Eric: Naming rights is still growing. I mean, a lot of the major league stadiums have names on them. There are a few like Soldier Field that do not, for the reason that they don't want to rename it.
Mark: Yeah, Fenway Park in my area.
Eric: Right. Yeah. And Wrigley Field, although some people say that's the original naming rights deal.
Mark: Yeah, exactly.
Eric: And what we're seeing now is smaller venues, but also convention centers are getting into it more. Detroit just announced they have secured a naming rights partner. So you're seeing major markets, convention centers getting involved. Also smaller markets. So there's a lot of B and C-size markets that are selling naming rights to their minor league baseball stadium, their convention centers, or minor league arenas as well.
Mark: So, on all of this, the value that accrues to brands associated with someone like Tiger, naming rights, as you look ahead over the next few years, what trends are you following? What's interesting in your area that you think is going to happen in the next few years?
Eric: Well, I think it's how branding and athlete endorsements, I think it's going to get bigger, it's just going to be more creative, because you're going to see more like the Tiger setup with his Nike only and that's the only brand. It's where they take it off the course, off the court, the field, the ice and integrate those partnerships. So you'll see a lot of more integration with social media, more opportunity. Bridgestone has been very effective in doing post-Masters communication on Twitter, as they all have. Monster has as well and Nike. It's really maximizing the use of that right outside necessarily the playing area, playing surface.
Mark: So it's making more of what happens between the lines.
Eric: Yeah, I mean social media's such an ... that's going to be the next demographic, large demographic.
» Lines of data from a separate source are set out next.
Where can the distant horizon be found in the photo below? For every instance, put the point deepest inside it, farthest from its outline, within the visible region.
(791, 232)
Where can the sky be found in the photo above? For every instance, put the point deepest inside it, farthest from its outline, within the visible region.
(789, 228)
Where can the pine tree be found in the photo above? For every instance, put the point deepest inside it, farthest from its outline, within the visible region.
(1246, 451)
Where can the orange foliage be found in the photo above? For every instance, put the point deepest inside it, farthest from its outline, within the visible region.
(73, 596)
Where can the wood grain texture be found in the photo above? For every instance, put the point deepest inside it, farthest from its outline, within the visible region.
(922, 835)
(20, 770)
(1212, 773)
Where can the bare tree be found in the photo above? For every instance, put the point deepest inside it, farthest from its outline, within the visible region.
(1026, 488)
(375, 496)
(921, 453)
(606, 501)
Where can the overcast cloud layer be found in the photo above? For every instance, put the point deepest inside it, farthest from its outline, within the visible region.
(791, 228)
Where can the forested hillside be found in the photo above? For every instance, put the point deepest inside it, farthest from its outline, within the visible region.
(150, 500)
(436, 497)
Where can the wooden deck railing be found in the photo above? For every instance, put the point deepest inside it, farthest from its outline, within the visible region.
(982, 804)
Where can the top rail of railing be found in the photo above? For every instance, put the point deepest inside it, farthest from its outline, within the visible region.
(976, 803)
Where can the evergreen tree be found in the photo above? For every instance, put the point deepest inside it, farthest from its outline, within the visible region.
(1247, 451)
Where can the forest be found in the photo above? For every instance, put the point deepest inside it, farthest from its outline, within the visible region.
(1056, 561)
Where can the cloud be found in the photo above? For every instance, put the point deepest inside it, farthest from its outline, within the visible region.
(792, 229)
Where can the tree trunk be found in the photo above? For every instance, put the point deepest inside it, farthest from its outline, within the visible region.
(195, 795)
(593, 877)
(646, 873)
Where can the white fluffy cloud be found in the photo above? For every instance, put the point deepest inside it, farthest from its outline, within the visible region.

That's their day-to-day communication. You're going to need to expand that marketing. I think about it sitting in the living room having your TV set up. That's going to go away.
Eric: As the millennials get to be adults and in their 40s, you're going to see more, everybody's got their own TV in their hand,-
Mark: Yeah, exactly.
Eric: ... which they already do. I mean, the TV in the living room, I think it's going to go away.
Eric: That's going to be the creativity too with the broadcasting, getting it in front of the audience.
Mark: Well, it'll be interesting to watch. Eric, I really appreciate you joining me.
Eric: You bet. Thanks for having me.